Cooling behavior and residual strength of post-fire concrete filled steel tubular columns

• A comprehensive computational study was performed to investigate the behavior of CFST columns after fire exposure.
• Different natural fire conditions were investigated based on the Cardington full-scale fire tests and FDS software.
• The proposed FEA model was applied to predict the load versus deformation relationships of CFST columns after uniform heating or ISO-834 fire exposure.
• Parametric analysis was performed to investigate the influence of fire duration time, cross-sectional diameter, slenderness ratio, yield stress of steel and concrete cubic compressive strength after natural fire exposure.
• A simplified approach to evaluate residual load capacity of CFST columns was proposed. Strength reduction of steel and concrete is considered as a function of the maximum temperatures, obtained from the whole fire exposure process.

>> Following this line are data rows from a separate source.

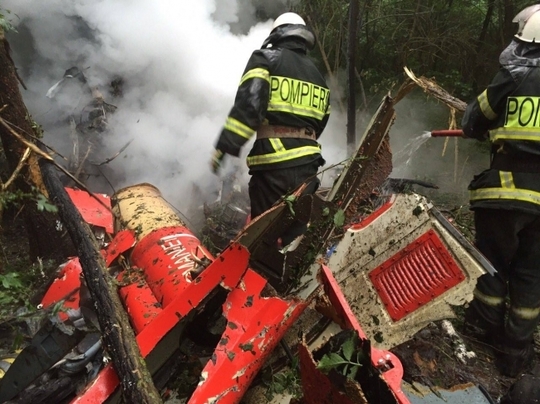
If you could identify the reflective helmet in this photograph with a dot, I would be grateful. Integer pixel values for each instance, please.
(529, 24)
(288, 18)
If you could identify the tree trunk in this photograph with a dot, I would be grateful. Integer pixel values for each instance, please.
(44, 240)
(351, 106)
(117, 334)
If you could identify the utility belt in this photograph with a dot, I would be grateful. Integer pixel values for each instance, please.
(275, 131)
(524, 163)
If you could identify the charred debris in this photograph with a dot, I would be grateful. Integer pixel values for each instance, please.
(354, 310)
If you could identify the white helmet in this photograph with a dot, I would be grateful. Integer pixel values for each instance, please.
(288, 18)
(529, 24)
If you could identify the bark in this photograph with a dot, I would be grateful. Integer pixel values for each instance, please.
(117, 334)
(351, 57)
(44, 240)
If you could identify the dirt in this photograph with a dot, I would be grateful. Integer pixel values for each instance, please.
(430, 359)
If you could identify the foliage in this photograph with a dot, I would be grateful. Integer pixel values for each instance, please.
(17, 197)
(16, 288)
(5, 22)
(455, 41)
(347, 361)
(285, 381)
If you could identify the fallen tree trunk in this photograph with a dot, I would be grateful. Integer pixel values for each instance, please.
(45, 241)
(117, 334)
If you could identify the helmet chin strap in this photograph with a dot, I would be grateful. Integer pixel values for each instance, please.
(290, 31)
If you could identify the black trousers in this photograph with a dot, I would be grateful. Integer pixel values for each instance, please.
(269, 186)
(510, 240)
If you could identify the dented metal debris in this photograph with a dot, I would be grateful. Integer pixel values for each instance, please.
(385, 278)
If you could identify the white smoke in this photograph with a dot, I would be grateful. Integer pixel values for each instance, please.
(180, 65)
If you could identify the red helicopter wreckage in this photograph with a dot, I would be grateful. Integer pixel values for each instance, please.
(387, 277)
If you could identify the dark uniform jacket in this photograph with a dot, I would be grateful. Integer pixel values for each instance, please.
(508, 112)
(282, 87)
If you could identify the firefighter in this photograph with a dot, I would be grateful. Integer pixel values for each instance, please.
(506, 199)
(284, 99)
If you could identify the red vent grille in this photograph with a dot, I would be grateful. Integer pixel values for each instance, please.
(416, 275)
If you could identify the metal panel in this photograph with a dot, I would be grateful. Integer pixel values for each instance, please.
(416, 275)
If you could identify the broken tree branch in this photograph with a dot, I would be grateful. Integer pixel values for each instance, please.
(48, 157)
(17, 169)
(433, 89)
(116, 331)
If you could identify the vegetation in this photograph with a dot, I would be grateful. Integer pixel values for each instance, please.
(456, 41)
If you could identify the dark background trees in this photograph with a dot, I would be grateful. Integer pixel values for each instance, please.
(456, 41)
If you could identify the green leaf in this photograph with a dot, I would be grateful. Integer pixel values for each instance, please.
(43, 204)
(352, 373)
(330, 361)
(348, 349)
(339, 218)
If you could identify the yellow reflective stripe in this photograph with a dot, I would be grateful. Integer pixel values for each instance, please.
(492, 301)
(485, 107)
(522, 112)
(298, 97)
(527, 313)
(507, 179)
(295, 109)
(281, 156)
(277, 145)
(258, 73)
(505, 193)
(235, 126)
(515, 134)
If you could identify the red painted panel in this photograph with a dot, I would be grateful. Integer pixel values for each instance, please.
(92, 211)
(416, 275)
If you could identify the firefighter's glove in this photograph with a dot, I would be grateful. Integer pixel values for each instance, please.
(217, 161)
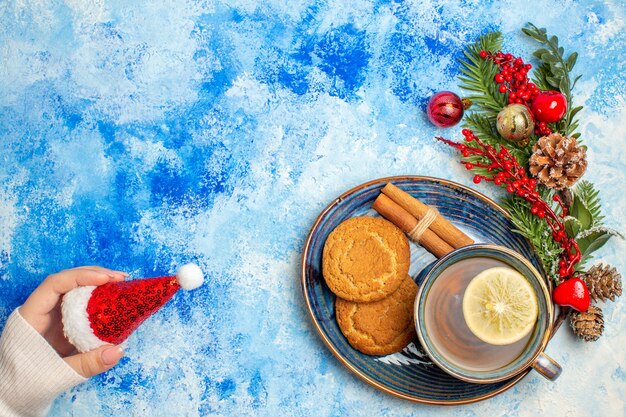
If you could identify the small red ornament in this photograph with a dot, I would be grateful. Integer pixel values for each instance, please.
(573, 293)
(445, 109)
(549, 106)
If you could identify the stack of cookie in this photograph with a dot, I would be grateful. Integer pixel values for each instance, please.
(366, 263)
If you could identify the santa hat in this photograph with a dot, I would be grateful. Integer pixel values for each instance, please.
(108, 314)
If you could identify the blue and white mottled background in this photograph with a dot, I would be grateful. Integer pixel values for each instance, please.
(141, 136)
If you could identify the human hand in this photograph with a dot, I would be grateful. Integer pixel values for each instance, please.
(42, 310)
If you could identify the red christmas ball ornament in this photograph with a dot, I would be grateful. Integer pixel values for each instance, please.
(445, 109)
(573, 293)
(549, 106)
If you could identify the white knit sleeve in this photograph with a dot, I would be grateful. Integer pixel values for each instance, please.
(32, 373)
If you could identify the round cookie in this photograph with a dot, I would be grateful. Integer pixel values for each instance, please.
(365, 259)
(382, 327)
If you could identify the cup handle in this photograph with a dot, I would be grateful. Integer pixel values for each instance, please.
(547, 367)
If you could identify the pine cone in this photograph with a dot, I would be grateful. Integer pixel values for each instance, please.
(588, 325)
(603, 282)
(557, 161)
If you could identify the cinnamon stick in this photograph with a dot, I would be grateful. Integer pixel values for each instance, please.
(393, 212)
(440, 226)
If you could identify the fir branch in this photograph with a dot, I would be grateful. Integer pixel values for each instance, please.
(554, 73)
(478, 75)
(588, 196)
(538, 234)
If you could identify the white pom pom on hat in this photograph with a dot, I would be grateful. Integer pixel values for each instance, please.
(189, 276)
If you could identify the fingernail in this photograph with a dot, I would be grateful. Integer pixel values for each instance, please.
(112, 355)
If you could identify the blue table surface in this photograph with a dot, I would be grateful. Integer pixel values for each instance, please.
(142, 136)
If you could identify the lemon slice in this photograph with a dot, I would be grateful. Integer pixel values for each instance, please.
(500, 306)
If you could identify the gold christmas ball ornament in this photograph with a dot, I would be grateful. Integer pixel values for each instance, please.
(515, 122)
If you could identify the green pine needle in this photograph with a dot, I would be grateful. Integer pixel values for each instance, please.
(537, 232)
(589, 196)
(554, 74)
(478, 74)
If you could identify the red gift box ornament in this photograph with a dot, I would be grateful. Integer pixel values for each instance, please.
(108, 314)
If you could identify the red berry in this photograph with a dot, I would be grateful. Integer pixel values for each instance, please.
(549, 106)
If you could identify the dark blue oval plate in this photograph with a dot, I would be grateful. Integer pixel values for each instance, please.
(408, 374)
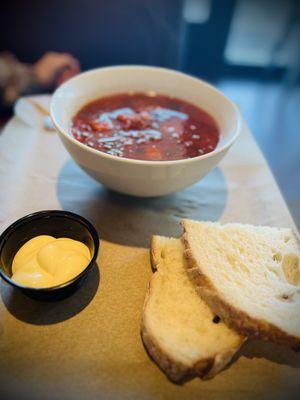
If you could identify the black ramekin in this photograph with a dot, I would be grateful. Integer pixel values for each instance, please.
(55, 223)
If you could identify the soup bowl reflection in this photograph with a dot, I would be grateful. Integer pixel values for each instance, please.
(139, 177)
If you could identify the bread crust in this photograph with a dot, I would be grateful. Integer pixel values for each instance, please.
(234, 317)
(176, 371)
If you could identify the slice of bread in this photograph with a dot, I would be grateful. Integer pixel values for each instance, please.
(178, 328)
(249, 276)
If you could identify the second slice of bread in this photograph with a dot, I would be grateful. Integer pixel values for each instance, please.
(179, 330)
(249, 275)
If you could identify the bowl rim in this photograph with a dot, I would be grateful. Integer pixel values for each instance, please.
(217, 150)
(15, 225)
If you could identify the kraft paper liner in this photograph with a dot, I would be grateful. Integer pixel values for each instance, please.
(89, 346)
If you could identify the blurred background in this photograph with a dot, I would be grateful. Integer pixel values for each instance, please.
(250, 49)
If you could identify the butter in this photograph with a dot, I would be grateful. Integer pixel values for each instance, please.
(45, 261)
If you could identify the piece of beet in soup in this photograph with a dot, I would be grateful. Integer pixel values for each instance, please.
(146, 126)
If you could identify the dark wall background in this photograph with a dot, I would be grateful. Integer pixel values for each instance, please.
(98, 32)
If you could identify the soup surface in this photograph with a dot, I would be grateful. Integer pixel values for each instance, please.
(146, 126)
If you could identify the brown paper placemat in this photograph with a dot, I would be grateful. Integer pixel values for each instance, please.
(88, 346)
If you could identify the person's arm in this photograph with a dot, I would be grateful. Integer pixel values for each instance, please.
(17, 79)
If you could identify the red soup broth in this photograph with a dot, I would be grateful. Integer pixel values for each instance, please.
(145, 126)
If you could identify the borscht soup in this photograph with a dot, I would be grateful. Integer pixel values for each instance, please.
(146, 126)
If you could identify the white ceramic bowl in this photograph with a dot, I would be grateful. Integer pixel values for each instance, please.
(138, 177)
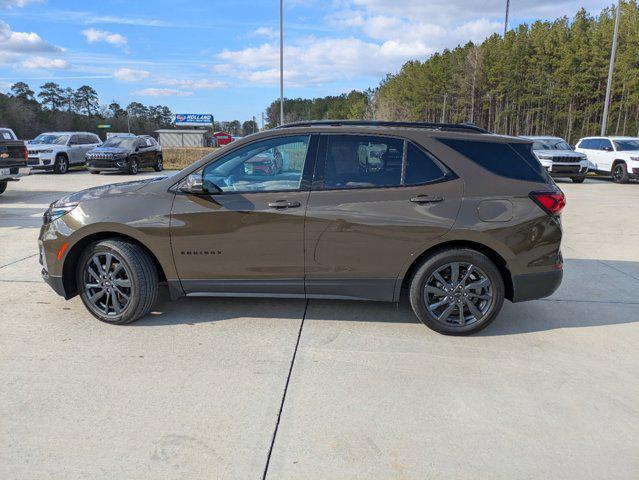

An interaction approach to evaluate the residual strength of concrete filled steel tubular (CFST) columns after fire conditions is developed. The approach is based on strength reduction of steel tube and concrete as a function of the maximum temperature, which is obtained from the whole fire exposure process. Sixty-one CFST column tests to the residual strength of specimens subjected to uniform heating or ISO-834 standard fire were employed to benchmark the proposed approach. The predictions showed good agreement compared with experimental data. In order to obtain the post-fire load versus deformation relationships, a 3D finite element model was developed to investigate the behavior of CFST columns under different heating conditions. Based on the natural fire curve from Cardington fire tests and Fire Dynamics Simulator (FDS) software, parametric studies were performed to investigate the effects of parameters to the heating and post-fire behavior of CFST columns under natural fire conditions. From the theoretical and computational analysis, it can be concluded that the residual strength of CFST columns after natural fire exposure is generally affected by fire duration time, cross-sectional diameter and slenderness ratio.